Barry Carozzi’s autobiographical evocation of his childhood in Coburg, a suburb of Melbourne, Australia, in the late 1940s.

Every night, my mummy says to me: “Wash as far as possible, and then wash possible.”

I always feel the redness in my cheeks. I have to stand in the concrete trough in the wash house. Mummy puts soap on a flannel and rubs my face, my arms, my back, my legs. Sometimes the water’s too hot; sometimes the flannel scratches.

There are lots of chooks in our chook pen. Dad lets me help him collect the eggs. Sometimes the chooks sit on the eggs in their hatches, and when I try to take the eggs, they flap their wings. Daddy says not to drop the eggs. I hold them with both hands. Sometimes they are warm to hold.

One day my daddy killed a chook. He chopped the head off and the blood sprayed all over the chopping block, and some went on my mother’s sheets that hung on the clothesline, and the chook ran backwards around the yard till it fell down dead. Then dad ran boiling water over it for ages so he could pluck it. When the feathers came out, the skin was all goosebumps.

Our toilet is out the back, beside the sleepout where the men live. The men are Mr Pearson and Mr Pitfield. They work at the Lincoln Mill, and they live with us. Mum cooks and washes for them, and they eat tea with us at night. The sleep in the bungalow. The toilet is old and made of wood. When dad goes to the toilet he leaves the door open, and smokes while he’s sitting there. There’s a hedge in front of the toilet, and the leaves are green and yellow. The seat of the toilet is made of wood. Dad cut a telephone book in half, and it hangs by a string, on a nail. When I go to the toilet to do grunts, I have to wipe my bottom with a piece of paper from the telephone book paper. One day, when I was little, I fell back through the seat and got stuck and dad had to come and pull me out.

At night there’s a pot behind the door in mum and dad’s room.

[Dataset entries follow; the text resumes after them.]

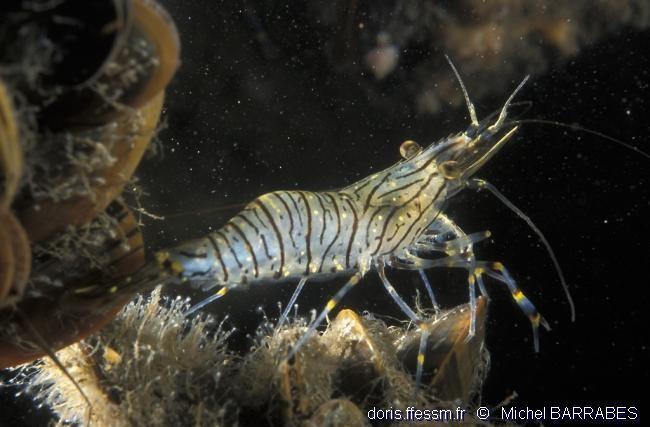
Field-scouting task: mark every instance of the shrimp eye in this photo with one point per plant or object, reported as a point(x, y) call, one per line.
point(449, 169)
point(409, 149)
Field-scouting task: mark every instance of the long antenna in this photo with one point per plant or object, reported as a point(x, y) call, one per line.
point(480, 184)
point(470, 106)
point(504, 111)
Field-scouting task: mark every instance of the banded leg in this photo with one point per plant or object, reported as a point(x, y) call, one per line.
point(221, 292)
point(429, 289)
point(498, 272)
point(495, 270)
point(478, 185)
point(380, 264)
point(447, 237)
point(321, 316)
point(292, 301)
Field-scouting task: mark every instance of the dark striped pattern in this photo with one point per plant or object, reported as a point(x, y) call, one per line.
point(292, 234)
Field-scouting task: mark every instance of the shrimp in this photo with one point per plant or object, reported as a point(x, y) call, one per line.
point(394, 218)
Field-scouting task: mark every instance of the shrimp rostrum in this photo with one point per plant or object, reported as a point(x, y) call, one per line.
point(393, 218)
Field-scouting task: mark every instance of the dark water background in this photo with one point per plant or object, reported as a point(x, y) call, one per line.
point(240, 124)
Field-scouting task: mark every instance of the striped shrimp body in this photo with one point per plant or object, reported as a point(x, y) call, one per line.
point(393, 218)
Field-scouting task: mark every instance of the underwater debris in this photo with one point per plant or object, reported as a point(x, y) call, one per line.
point(393, 49)
point(154, 366)
point(81, 93)
point(150, 366)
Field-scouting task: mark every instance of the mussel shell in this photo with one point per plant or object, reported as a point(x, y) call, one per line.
point(11, 162)
point(15, 258)
point(42, 219)
point(59, 314)
point(144, 57)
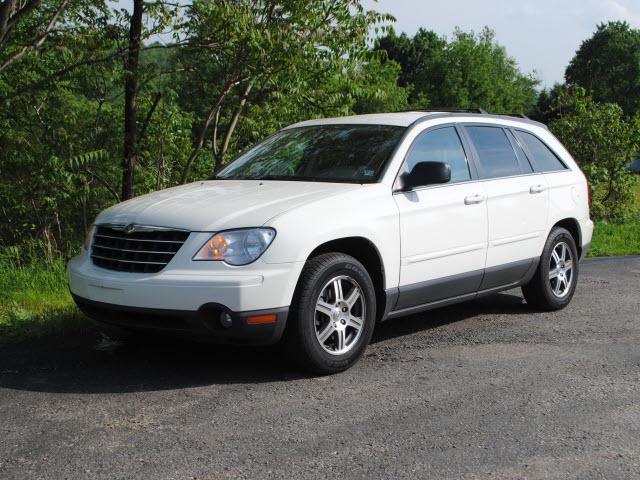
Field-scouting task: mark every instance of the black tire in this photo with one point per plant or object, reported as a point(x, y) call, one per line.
point(301, 343)
point(539, 292)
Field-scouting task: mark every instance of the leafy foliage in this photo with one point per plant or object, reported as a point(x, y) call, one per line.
point(233, 73)
point(470, 70)
point(603, 141)
point(607, 65)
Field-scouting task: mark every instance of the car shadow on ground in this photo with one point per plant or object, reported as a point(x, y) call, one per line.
point(108, 362)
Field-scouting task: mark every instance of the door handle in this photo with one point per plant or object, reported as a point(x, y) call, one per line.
point(473, 199)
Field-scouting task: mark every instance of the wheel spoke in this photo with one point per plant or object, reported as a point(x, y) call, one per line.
point(337, 289)
point(558, 285)
point(354, 322)
point(554, 273)
point(353, 297)
point(326, 333)
point(324, 308)
point(341, 342)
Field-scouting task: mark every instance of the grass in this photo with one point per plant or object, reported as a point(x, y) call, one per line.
point(35, 302)
point(618, 239)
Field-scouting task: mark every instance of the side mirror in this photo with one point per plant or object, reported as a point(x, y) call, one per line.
point(426, 173)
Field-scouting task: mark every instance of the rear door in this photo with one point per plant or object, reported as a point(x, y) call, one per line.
point(517, 205)
point(443, 227)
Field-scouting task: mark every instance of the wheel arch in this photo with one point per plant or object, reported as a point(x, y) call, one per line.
point(366, 252)
point(573, 226)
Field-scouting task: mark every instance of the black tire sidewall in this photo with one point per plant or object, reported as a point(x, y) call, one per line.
point(320, 360)
point(558, 235)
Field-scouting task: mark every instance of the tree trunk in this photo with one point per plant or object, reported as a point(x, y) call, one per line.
point(130, 99)
point(231, 128)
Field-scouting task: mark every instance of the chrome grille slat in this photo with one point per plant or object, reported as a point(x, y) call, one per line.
point(135, 251)
point(141, 239)
point(128, 261)
point(138, 251)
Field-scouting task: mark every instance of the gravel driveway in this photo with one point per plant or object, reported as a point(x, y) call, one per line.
point(487, 389)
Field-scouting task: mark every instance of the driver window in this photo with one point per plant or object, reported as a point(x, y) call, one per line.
point(441, 145)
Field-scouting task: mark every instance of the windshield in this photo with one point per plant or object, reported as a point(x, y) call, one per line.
point(329, 153)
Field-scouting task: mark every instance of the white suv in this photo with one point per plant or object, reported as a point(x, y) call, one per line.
point(330, 226)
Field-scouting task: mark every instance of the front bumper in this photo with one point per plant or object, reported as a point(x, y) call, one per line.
point(188, 296)
point(203, 322)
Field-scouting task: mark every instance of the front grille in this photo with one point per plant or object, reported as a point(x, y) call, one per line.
point(142, 251)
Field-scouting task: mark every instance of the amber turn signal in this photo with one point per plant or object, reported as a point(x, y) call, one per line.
point(260, 319)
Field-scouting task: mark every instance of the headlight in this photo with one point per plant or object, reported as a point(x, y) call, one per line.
point(88, 237)
point(237, 247)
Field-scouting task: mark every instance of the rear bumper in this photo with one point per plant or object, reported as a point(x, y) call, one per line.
point(203, 322)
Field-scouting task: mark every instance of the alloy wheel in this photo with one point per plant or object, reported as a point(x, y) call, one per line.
point(561, 269)
point(339, 315)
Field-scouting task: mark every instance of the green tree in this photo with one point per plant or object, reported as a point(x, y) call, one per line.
point(603, 141)
point(242, 51)
point(471, 70)
point(607, 66)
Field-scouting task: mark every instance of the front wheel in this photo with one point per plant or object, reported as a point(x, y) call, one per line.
point(333, 314)
point(555, 280)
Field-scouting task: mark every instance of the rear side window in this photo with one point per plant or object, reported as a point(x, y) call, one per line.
point(497, 157)
point(441, 145)
point(544, 159)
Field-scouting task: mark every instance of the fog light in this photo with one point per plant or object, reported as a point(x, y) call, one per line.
point(225, 320)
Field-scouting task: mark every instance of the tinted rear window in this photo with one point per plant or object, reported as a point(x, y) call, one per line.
point(497, 157)
point(545, 160)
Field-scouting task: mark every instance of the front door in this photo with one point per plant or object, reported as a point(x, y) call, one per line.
point(443, 227)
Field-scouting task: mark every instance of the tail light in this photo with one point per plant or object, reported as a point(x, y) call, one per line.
point(586, 179)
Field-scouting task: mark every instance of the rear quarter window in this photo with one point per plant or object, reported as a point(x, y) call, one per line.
point(496, 155)
point(544, 160)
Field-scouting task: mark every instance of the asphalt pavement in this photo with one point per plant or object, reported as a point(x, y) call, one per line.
point(486, 389)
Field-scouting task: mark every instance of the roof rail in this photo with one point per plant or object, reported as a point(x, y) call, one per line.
point(449, 110)
point(519, 115)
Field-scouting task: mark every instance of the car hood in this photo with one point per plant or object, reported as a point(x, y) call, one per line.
point(219, 204)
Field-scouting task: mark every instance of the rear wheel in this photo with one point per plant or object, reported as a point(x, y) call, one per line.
point(333, 314)
point(554, 283)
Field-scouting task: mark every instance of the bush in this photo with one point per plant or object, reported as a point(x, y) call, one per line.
point(603, 141)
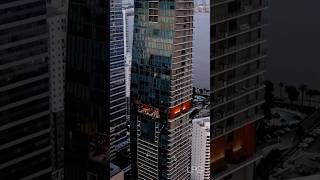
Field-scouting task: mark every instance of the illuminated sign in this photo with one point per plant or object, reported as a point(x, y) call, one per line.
point(149, 111)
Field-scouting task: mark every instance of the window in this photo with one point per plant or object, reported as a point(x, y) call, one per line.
point(91, 176)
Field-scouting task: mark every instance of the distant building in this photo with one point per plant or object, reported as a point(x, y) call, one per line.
point(118, 105)
point(57, 26)
point(238, 54)
point(116, 173)
point(87, 100)
point(25, 128)
point(200, 153)
point(161, 90)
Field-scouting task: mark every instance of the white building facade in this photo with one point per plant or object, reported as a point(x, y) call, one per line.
point(200, 155)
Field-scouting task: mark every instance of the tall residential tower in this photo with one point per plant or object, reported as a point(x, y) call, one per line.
point(87, 102)
point(57, 28)
point(161, 89)
point(25, 146)
point(237, 90)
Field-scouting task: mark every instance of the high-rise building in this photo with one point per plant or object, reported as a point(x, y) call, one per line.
point(161, 87)
point(200, 153)
point(237, 86)
point(118, 106)
point(87, 96)
point(57, 26)
point(25, 146)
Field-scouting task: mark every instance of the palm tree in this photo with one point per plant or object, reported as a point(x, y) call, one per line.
point(281, 84)
point(303, 89)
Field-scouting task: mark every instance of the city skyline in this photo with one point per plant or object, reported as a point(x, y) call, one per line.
point(159, 90)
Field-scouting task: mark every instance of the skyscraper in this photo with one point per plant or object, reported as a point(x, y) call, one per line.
point(25, 146)
point(118, 106)
point(161, 89)
point(87, 102)
point(200, 153)
point(237, 90)
point(57, 26)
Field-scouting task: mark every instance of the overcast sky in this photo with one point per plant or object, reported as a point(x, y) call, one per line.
point(294, 42)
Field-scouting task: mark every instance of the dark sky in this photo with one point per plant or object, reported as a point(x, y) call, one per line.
point(294, 42)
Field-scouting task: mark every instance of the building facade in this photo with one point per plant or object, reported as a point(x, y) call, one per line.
point(161, 89)
point(118, 105)
point(87, 96)
point(25, 145)
point(57, 28)
point(200, 153)
point(237, 85)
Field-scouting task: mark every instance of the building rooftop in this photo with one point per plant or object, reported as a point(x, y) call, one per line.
point(204, 122)
point(114, 169)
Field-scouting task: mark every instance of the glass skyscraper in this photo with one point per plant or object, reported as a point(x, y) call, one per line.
point(161, 89)
point(237, 86)
point(87, 121)
point(25, 145)
point(118, 108)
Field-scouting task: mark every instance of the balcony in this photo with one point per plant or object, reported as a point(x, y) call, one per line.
point(220, 2)
point(242, 29)
point(222, 52)
point(221, 131)
point(224, 67)
point(226, 98)
point(225, 114)
point(232, 168)
point(227, 82)
point(243, 11)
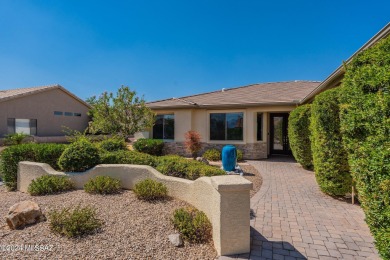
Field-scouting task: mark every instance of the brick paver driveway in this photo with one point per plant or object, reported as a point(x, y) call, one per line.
point(293, 219)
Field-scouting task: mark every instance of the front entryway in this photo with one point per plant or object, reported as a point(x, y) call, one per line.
point(278, 134)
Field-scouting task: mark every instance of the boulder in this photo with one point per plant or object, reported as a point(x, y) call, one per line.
point(203, 160)
point(24, 213)
point(176, 240)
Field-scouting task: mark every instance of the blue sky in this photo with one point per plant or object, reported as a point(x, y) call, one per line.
point(166, 49)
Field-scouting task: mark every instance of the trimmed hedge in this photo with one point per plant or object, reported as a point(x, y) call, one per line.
point(149, 146)
point(103, 185)
point(365, 124)
point(299, 135)
point(49, 184)
point(177, 166)
point(11, 156)
point(329, 156)
point(112, 144)
point(150, 190)
point(79, 156)
point(75, 222)
point(128, 157)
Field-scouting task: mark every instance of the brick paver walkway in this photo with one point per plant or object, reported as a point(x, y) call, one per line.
point(293, 219)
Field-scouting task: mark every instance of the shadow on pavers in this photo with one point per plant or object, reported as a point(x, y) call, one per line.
point(262, 248)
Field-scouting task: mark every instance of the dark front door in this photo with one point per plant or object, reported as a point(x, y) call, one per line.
point(279, 137)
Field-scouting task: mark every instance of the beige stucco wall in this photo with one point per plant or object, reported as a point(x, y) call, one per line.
point(224, 199)
point(41, 106)
point(198, 120)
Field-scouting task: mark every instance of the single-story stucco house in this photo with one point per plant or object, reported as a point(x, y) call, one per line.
point(41, 111)
point(254, 118)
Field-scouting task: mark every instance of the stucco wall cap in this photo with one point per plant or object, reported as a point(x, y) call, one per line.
point(231, 183)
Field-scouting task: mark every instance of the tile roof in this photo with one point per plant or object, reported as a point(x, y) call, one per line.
point(274, 93)
point(18, 92)
point(21, 92)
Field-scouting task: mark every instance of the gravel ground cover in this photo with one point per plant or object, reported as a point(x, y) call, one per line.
point(133, 229)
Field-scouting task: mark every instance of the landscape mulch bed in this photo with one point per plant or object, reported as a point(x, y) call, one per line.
point(133, 229)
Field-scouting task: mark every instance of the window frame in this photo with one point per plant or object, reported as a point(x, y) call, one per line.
point(261, 114)
point(33, 125)
point(163, 127)
point(226, 140)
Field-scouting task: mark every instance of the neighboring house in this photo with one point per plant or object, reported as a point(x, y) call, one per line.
point(41, 111)
point(254, 118)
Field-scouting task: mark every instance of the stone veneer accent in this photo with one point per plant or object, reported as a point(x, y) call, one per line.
point(224, 199)
point(251, 151)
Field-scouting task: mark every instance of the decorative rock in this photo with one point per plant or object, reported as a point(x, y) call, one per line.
point(176, 240)
point(24, 213)
point(203, 160)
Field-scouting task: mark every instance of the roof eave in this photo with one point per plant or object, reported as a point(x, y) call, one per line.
point(243, 105)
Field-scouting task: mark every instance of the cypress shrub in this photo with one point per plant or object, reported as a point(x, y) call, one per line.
point(299, 135)
point(365, 124)
point(329, 156)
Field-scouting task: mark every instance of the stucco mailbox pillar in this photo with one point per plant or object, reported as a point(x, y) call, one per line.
point(234, 230)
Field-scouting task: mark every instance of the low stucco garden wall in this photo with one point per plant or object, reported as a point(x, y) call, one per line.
point(224, 199)
point(251, 151)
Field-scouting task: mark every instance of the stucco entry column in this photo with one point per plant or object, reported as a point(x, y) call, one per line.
point(234, 221)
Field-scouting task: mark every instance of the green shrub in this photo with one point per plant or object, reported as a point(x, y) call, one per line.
point(299, 135)
point(329, 156)
point(127, 157)
point(79, 156)
point(14, 139)
point(103, 185)
point(192, 224)
point(365, 124)
point(177, 166)
point(239, 155)
point(212, 155)
point(11, 156)
point(112, 144)
point(149, 146)
point(49, 184)
point(150, 190)
point(76, 222)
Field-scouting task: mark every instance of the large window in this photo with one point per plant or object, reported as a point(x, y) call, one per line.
point(164, 127)
point(226, 126)
point(22, 126)
point(259, 126)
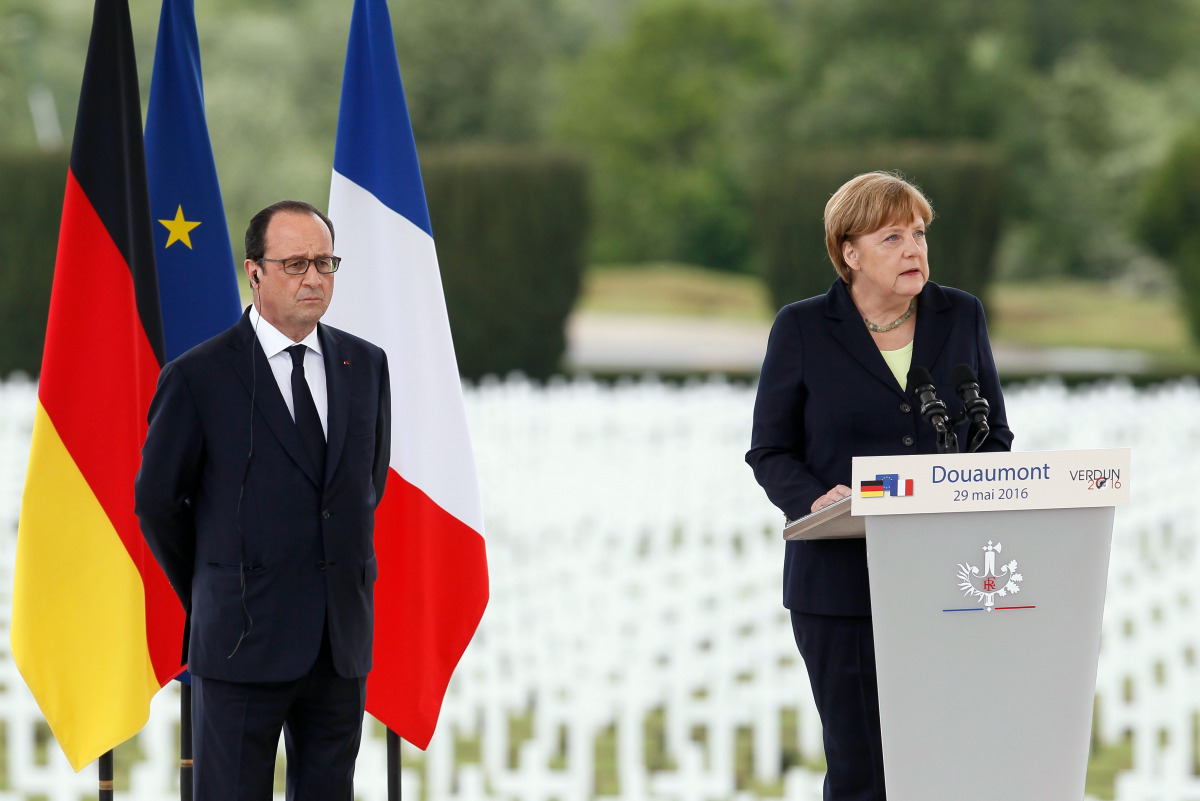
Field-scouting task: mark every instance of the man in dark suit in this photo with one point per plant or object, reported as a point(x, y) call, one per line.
point(264, 462)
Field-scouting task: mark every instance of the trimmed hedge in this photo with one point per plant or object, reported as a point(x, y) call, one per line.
point(964, 181)
point(30, 210)
point(510, 227)
point(1168, 221)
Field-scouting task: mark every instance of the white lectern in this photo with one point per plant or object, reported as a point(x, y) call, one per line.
point(988, 576)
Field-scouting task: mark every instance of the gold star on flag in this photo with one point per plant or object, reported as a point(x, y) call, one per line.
point(179, 229)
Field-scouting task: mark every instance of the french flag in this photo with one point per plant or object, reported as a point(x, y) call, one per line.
point(432, 585)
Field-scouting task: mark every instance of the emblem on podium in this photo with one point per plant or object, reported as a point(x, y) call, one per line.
point(984, 584)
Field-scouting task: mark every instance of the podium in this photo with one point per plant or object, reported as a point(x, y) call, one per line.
point(988, 577)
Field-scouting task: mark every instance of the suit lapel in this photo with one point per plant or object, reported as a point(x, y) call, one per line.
point(847, 329)
point(337, 384)
point(934, 323)
point(268, 398)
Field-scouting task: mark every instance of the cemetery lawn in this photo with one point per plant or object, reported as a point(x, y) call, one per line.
point(1053, 313)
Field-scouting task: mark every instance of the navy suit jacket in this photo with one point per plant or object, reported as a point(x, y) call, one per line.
point(217, 517)
point(826, 396)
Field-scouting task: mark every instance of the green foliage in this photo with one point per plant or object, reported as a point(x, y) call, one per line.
point(510, 227)
point(661, 112)
point(964, 181)
point(1169, 220)
point(30, 209)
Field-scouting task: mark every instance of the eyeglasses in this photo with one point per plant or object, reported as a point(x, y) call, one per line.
point(298, 266)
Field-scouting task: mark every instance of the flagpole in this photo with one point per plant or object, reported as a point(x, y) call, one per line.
point(106, 776)
point(393, 765)
point(185, 742)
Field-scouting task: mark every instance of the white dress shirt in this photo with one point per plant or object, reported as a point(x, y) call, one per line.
point(275, 344)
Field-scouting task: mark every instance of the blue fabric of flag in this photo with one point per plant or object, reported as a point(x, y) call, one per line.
point(375, 136)
point(197, 275)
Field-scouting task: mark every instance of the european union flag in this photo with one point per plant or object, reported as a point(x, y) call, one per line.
point(197, 275)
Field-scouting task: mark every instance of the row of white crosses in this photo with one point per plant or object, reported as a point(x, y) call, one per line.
point(635, 645)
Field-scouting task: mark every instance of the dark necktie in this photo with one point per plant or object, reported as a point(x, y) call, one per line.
point(307, 420)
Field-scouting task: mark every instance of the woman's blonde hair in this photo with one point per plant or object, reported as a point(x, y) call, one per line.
point(868, 203)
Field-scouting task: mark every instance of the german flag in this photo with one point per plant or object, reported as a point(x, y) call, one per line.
point(96, 630)
point(870, 489)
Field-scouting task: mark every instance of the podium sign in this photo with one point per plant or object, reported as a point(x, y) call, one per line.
point(976, 482)
point(987, 612)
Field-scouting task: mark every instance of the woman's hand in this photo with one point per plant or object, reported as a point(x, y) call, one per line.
point(835, 494)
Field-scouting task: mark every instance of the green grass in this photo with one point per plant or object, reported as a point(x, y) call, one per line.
point(1053, 313)
point(1084, 314)
point(673, 290)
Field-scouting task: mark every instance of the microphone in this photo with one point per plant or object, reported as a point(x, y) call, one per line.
point(933, 409)
point(975, 405)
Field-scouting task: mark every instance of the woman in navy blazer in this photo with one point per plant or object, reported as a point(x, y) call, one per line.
point(833, 387)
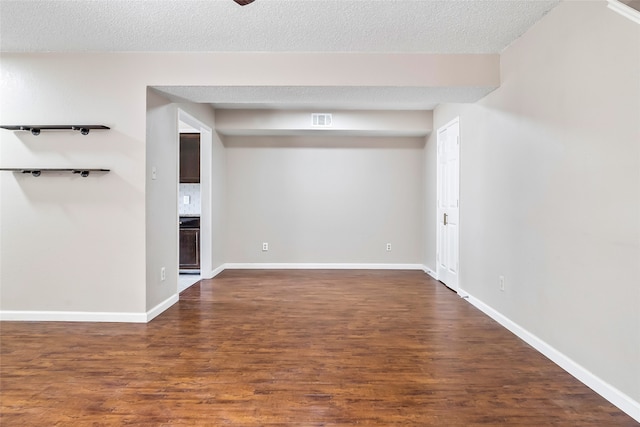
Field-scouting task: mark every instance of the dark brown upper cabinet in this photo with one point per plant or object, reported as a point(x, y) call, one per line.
point(189, 158)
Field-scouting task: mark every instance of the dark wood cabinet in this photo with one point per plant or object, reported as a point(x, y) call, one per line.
point(189, 158)
point(190, 248)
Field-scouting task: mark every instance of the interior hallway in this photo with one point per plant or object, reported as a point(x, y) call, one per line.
point(293, 348)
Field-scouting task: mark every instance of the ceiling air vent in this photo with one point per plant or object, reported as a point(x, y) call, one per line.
point(321, 119)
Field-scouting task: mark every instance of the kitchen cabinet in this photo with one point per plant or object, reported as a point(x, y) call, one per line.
point(189, 243)
point(189, 158)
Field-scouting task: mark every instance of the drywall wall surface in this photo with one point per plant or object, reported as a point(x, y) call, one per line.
point(71, 244)
point(343, 122)
point(550, 189)
point(161, 213)
point(319, 200)
point(430, 200)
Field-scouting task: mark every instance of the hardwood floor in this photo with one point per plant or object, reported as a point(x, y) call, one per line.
point(292, 348)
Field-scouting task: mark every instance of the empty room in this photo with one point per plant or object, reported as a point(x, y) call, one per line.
point(320, 213)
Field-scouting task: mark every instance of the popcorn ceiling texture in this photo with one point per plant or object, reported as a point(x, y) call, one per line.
point(473, 26)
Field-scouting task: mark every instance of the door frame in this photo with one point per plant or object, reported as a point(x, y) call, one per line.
point(457, 287)
point(206, 159)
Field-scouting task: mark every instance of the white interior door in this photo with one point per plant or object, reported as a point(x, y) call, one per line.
point(448, 181)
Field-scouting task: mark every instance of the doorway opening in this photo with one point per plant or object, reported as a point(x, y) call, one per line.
point(194, 200)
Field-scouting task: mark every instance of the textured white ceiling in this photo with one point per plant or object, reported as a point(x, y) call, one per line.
point(387, 26)
point(428, 26)
point(323, 97)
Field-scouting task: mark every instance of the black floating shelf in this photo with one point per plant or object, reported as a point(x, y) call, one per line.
point(84, 172)
point(35, 129)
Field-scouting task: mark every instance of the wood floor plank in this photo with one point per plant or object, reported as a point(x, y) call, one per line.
point(292, 348)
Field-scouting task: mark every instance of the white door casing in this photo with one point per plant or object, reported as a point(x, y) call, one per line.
point(448, 195)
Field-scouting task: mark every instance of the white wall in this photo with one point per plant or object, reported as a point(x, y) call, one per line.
point(72, 244)
point(161, 195)
point(550, 190)
point(325, 200)
point(75, 247)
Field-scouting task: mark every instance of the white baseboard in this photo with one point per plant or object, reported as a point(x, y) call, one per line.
point(160, 308)
point(320, 266)
point(604, 389)
point(430, 272)
point(72, 316)
point(87, 316)
point(213, 273)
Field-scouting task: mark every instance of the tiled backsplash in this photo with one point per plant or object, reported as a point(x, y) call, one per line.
point(193, 192)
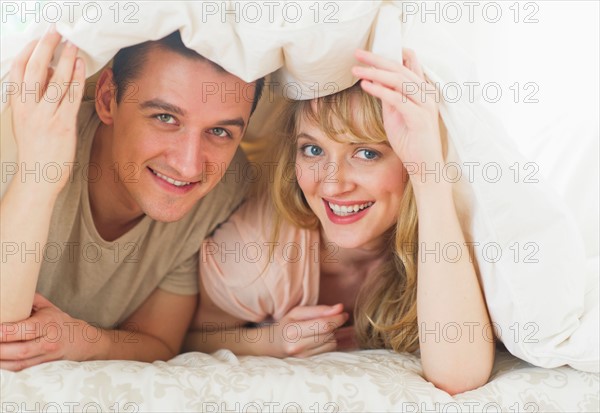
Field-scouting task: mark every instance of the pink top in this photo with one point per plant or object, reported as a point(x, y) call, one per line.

We all use the pot at night; it’s too dark and cold to go outside to the toilet. I have to kneel down so I don’t miss the pot and wee on the floor. Or I can sit on the pot. If I have to do grunts, I have to sit on the pot. I don’t like sitting, because mum and dad wee in the pot too, and when I do grunts, it splashes me. And it smells. I wet the bed sometimes. Mum said the doctor says that I’m highly strung and that’s why I wet the bed.